The bells played at Marquette are typically pre-recorded sounds of the carillon. However, there is a group on campus for students interested in playing their own tunes on the instrument.
Bigelbach, a junior in the College of Business Administration and a member of the newly established Carillon Guild, recently learned to play the carillon. He said playing is not all that easy. The Carillon Guild is a student organization that gets together to learn about the history of the carillon and to learn how to play it. Bigelbach said the word “guild” is in reference to the national organization that exists. The Guild of Carillonneurs in North America is an organization of professional musicians who practice and support the carillon art.

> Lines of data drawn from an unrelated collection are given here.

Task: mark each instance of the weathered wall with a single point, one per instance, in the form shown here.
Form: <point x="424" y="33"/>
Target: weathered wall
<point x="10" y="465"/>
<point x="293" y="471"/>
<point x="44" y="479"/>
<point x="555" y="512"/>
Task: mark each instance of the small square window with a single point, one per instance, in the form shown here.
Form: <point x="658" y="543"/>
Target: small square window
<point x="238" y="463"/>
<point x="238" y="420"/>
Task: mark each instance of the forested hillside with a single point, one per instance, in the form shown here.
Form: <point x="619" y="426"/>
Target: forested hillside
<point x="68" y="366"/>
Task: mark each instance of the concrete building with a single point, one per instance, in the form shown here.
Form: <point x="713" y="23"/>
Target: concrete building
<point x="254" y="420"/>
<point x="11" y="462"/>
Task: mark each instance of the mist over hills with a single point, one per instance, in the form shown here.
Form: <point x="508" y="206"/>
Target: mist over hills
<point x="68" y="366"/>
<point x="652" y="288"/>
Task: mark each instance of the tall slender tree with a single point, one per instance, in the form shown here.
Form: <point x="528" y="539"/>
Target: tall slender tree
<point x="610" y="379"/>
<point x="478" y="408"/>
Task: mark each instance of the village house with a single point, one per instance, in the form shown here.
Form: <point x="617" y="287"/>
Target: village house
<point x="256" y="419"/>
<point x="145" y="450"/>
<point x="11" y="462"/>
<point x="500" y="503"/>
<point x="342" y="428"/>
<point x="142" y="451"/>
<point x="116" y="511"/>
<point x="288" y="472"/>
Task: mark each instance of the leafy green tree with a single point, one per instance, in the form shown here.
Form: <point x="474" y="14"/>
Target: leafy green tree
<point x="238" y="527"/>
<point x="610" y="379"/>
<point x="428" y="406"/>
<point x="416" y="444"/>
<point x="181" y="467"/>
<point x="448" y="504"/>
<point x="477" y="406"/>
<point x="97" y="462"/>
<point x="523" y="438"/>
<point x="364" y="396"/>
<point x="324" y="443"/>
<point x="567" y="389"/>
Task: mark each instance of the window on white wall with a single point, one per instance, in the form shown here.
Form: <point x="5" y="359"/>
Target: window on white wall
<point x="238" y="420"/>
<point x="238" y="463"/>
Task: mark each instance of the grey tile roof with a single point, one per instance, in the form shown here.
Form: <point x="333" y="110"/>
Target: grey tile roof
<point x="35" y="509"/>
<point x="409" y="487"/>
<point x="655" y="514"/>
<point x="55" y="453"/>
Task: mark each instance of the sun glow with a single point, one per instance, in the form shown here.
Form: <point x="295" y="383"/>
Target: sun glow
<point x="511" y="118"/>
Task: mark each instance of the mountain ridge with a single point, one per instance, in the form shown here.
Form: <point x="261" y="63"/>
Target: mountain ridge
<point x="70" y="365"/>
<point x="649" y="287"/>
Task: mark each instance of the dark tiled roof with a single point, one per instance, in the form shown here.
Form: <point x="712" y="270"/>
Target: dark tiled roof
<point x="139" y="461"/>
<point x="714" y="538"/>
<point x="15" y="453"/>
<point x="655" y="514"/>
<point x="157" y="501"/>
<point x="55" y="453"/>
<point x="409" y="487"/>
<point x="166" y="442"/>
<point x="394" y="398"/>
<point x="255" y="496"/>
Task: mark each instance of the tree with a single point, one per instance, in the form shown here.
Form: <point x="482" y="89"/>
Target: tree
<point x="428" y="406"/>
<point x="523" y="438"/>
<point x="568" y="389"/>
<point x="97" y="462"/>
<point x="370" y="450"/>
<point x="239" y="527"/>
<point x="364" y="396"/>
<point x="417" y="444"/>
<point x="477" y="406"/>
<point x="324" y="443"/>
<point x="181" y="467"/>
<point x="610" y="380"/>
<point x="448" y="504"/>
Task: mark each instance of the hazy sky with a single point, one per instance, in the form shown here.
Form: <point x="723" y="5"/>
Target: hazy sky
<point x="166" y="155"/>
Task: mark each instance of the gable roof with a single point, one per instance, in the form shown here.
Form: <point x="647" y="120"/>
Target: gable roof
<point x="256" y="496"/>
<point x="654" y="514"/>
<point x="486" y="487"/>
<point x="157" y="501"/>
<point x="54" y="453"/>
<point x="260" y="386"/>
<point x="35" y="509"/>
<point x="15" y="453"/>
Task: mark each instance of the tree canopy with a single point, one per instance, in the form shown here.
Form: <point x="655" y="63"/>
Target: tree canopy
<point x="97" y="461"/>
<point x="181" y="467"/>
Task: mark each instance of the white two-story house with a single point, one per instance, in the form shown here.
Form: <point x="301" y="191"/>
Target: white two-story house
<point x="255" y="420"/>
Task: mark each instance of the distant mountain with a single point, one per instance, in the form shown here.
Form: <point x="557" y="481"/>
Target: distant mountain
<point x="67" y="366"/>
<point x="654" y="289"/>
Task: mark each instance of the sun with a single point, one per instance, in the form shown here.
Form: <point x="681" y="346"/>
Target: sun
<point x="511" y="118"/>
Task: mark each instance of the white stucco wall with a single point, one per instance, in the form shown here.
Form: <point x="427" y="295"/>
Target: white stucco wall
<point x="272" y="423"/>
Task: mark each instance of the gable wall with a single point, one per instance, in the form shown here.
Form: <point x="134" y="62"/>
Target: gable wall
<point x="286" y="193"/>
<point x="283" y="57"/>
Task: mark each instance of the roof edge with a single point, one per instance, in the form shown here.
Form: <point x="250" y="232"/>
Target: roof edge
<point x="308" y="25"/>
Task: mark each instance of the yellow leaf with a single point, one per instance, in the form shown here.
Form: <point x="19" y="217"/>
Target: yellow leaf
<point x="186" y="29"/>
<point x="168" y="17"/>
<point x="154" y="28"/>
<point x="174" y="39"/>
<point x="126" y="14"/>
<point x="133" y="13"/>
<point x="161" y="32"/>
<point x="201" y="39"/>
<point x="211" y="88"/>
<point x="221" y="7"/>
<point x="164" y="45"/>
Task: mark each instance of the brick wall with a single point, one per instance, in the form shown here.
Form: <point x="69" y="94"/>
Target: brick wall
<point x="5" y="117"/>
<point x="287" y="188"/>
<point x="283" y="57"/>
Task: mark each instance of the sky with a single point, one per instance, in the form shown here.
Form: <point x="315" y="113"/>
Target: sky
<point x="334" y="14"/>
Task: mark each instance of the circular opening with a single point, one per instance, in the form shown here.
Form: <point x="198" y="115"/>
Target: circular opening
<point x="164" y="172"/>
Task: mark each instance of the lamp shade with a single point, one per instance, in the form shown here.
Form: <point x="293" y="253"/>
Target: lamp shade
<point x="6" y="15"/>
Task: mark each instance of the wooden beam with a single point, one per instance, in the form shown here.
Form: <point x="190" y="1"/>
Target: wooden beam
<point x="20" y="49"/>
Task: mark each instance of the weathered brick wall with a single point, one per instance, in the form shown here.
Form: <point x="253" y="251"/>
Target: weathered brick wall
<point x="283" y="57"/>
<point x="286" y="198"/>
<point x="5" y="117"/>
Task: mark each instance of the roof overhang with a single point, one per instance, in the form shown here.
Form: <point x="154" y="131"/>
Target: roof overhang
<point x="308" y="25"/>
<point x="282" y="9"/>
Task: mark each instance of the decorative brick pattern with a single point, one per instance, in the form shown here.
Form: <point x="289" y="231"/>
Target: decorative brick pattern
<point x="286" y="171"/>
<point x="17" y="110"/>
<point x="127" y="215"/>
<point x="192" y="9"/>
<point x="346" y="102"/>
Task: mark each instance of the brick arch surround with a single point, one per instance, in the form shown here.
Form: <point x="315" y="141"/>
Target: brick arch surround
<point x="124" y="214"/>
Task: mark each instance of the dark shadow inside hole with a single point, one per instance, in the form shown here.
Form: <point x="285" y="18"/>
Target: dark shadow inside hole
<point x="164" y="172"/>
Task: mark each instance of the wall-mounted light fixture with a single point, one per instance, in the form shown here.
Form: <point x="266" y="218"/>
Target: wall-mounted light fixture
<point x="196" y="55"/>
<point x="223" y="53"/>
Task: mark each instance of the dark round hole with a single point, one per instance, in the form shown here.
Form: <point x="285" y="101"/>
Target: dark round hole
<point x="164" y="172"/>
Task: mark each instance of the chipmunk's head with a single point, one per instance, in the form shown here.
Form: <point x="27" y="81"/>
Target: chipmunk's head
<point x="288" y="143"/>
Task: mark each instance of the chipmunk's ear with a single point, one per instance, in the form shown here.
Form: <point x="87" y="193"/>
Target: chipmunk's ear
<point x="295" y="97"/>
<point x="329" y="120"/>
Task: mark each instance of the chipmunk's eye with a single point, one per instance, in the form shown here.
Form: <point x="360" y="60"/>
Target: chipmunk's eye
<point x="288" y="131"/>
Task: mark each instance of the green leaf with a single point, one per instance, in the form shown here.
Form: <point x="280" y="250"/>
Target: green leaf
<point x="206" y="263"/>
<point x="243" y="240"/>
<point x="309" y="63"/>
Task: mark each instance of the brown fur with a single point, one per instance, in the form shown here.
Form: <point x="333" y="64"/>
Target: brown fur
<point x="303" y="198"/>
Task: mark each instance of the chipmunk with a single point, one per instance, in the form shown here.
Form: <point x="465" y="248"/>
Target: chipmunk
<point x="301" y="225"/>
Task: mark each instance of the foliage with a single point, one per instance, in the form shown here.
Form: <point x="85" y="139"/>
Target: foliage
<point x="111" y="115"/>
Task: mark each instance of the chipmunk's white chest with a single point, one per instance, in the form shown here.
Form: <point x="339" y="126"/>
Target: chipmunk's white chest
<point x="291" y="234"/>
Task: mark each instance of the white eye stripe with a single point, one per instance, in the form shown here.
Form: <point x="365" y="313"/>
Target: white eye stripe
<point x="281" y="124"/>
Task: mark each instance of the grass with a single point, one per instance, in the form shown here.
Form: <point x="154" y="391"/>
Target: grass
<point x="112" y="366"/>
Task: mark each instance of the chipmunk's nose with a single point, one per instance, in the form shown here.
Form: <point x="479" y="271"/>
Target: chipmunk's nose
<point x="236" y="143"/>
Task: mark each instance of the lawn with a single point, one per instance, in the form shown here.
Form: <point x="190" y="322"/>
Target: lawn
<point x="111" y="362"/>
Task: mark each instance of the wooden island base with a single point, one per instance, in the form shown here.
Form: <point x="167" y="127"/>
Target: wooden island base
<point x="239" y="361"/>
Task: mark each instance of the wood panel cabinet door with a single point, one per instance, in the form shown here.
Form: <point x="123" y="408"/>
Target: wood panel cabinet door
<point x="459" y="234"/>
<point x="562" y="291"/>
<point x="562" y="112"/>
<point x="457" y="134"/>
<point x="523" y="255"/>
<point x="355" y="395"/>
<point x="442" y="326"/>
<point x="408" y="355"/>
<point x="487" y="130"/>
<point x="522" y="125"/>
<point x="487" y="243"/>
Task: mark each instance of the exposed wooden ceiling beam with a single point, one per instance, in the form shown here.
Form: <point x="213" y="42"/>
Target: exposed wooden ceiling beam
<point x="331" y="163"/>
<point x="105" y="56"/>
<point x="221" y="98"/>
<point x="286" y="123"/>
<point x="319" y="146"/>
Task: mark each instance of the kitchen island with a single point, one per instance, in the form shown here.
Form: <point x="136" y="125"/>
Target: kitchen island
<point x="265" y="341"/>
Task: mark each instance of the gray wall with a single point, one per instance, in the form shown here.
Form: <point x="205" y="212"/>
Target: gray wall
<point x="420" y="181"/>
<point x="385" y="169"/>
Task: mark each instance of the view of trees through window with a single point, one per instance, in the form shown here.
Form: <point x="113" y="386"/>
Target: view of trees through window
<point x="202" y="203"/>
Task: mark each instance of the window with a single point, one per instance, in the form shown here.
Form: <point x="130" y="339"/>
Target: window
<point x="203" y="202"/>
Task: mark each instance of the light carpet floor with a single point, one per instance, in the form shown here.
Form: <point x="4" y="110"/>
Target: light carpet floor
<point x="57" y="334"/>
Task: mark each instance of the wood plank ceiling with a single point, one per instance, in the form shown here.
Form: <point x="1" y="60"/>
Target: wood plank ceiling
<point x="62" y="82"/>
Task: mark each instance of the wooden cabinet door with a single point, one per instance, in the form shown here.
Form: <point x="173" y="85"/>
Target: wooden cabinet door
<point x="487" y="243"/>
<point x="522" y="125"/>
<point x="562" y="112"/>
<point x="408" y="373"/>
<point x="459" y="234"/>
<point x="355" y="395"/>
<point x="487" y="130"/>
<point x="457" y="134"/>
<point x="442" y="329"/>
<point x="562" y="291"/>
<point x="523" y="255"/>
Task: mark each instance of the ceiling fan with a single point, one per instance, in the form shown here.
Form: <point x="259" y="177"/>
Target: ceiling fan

Bigelbach said the instrument has wooden paddles which his hands hit and bounce off of the paddles. This creates the melody while he uses his feet to play low notes.
Bigelbach, who is rehearsed and classically trained in piano, first learned about the carillon through Mark Konewko, the university chorus director and the guild’s faculty adviser.
“When I auditioned to be the chorus accompanist … I inquired a little bit because I’d never seen or played this instrument,” Bigelbach said. “(But) from the first moment (the director) played something, I was totally in.”
Bigelbach wasn’t the only student intrigued with the instrument.
Holden Patterson, a sophomore in the College of Business Administration and the president of the Carillon Guild, said he took a class his first year called the Carillon Discovery, taught by Konewko.
Because most of the class was upperclassmen, Konewko asked Patterson to start the club.
Though not well rehearsed in musical instruments, Patterson found great interest in the carillon and wanted to spread his appreciation for the instrument to campus.
Forming the organization was a long process, starting the spring of Patterson’s first year at Marquette, when he drafted up a constitution. Patterson said his past fall semester was spent gauging interest, specifically at fall O-Fest in which they had about 300 people put down their contact information. The guild held its first meeting Feb. 18.
James Amorosana, a sophomore in the College of Communication, decided to join the club after hearing about it from Patterson and taking the Carillon Discovery course.
“(Konewko) was helpful with teaching everyone knowledge about the carillon, so when Holden brought up the idea of starting the club, I thought it was something new to get into on campus,” Amorosana said.
Amorosana dabbled in piano and drums throughout his life and thought the club would be a good way to get out of his shell and bond over shared interests.
“I thought it would be a cool idea to meet new people who have similar musical interests like me,” Amorosana said.
Patterson added that he hopes the club can teach people about the instrument and how it ties the Marquette community together, as well as give people the opportunity to experience it and possibly learn to play it themselves.
Patterson added that he hopes in the growth of the club, the group can expand from meetings to holding events, such as a possible field trip to see the University of Wisconsin-Madison’s carillon.